Although versions of this general idea have been implemented by others, we chose to design a novel implementation reflecting design choices most optimally suited to our purpose. A major concern in AER design is the resolution of collisions, or in other words, simultaneously occurring events. Two broad categories of solutions exist:

Unarbitered systems allow all pixels access to a shared output bus. This requires minimal hardware overhead on the chip and minimal transmission delays. However, simultaneous spiking causes one pixel to corrupt the address broadcast by another. Careful choice of the address encoding scheme and use of a non-dense bit code can allow collision detection. Off-chip circuitry must be able to handle no guarantees on the length of time for which data will be displayed; and it must be able to perform this error detection in real time. This is a hefty requirement, given expected data transmission rates on the order of 3 million addresses per second for our system.
Arbitered systems include some on-chip circuitry for collision detection and a graceful method of deciding which of the simultaneously active addresses will be transmitted. Multiple solutions exist: all colliding spikes may be lost; colliding spikes may be pipelined, introducing delay but retaining all data; or an intermediate solution with a limited buffer can be chosen.

To allow our chip to interface with off-the-shelf digital components, we used an arbitered scheme. Since timing is crucial in our system, we designed our AER arbitration hardware to have a short latency at the cost of having only a one spike buffer. Error checking is integrated into the design such that only valid addresses are transmitted off the chip, and a hand-shaking protocol ascertains that all data is cleanly read before a new address is broadcast.

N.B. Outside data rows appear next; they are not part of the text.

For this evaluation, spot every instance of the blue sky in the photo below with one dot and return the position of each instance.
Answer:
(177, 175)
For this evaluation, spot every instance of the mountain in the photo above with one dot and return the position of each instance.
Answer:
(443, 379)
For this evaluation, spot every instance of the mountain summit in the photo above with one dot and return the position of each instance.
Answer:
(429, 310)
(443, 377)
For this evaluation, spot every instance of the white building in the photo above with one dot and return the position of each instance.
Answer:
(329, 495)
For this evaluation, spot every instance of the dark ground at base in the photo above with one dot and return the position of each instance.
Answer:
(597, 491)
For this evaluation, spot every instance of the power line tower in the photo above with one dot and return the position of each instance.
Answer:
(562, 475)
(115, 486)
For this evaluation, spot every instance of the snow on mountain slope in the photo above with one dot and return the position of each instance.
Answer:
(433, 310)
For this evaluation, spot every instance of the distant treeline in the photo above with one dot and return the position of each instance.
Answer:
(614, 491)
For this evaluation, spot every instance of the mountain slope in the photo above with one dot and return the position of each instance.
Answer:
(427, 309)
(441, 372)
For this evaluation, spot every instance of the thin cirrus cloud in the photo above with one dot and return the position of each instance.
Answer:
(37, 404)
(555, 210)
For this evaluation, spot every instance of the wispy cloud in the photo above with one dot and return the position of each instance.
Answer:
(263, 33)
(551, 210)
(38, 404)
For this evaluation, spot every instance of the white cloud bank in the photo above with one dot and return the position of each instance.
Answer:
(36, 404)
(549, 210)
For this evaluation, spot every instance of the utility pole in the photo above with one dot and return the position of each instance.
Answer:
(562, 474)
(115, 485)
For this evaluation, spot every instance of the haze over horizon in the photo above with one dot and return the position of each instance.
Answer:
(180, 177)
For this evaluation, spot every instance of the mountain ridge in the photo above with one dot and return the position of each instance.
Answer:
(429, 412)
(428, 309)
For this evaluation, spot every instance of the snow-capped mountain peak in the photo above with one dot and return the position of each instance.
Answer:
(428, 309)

Fig. 6. To determine the number of lost spikes due to collisions, we have run simulations. As the number of spikes transmitted by the array increases, the probability of a collision also increases. We have found that acceptable collision rates permit transmission of up to about 7,000,000 addresses per second. For a 32 by 32 pixel array with a scanning frequency of 300Hz, an average firing rate of up to 23 spikes per scanning cycle can be allowed.

The Chip:

The chip has been manufactured in a 0.6 micron, double poly, triple metal CMOS process. The chip is designed for a supply voltage of 3V. The pixel array occupies 2.2mm by 2.2mm and the entire chip area is about 10mm².

Mechanics for Generating Vibrations:

In order to impose some sort of regular scanning of the image, we can vibrate some element of the optical path: the whole system composed of the chip and the lens, or just the lens, or a mirror positioned in front of the lens, or a prism positioned either in front or behind the lens. We have designed two systems for achieving such vibrations of the image.

Fig. 7 Left: Schematic of the mechanism for generating periodic circular scanning. Right: photograph of the same. The mirror is mounted on a motor, which is in turn mounted at an approximately 45 degree angle. The surface of the mirror slants at less than 1 degree from the perpendicular to the motor shaft. Thus, as the motor spins, the image reflected by the mirror wobbles in a circular periodic pattern. An encoder on the motor permits knowledge of the angle of the mirror at any time point. The image is focused through a lens onto the chip.

Fig. 8 The mechanism for generating irregular scanning movements. The lens is suspended in the central circular chamber on four metal springs. The mass of the lens and lens holder as well as the stiffness of the springs determines the target resonant frequency. Vibrations in the environment are amplified near the resonant frequency. These vibrations can be either naturally occurring (resulting from driving over rough terrain, a running motor, etc.) or intentionally induced (for example, with a piezoelectric). Left: Cartoon of the design. Center: Top view of the design (to scale). The thin red lines indicate the springs, which attach the external mass to the central mass. The lens is located in the central circular hole. The remaining holes are for various screws. Right: Photograph of the fabricated mechanism. The lens fits under the central light-colored metal piece. The springs are very thin L-shaped metal strips which cannot be seen easily here.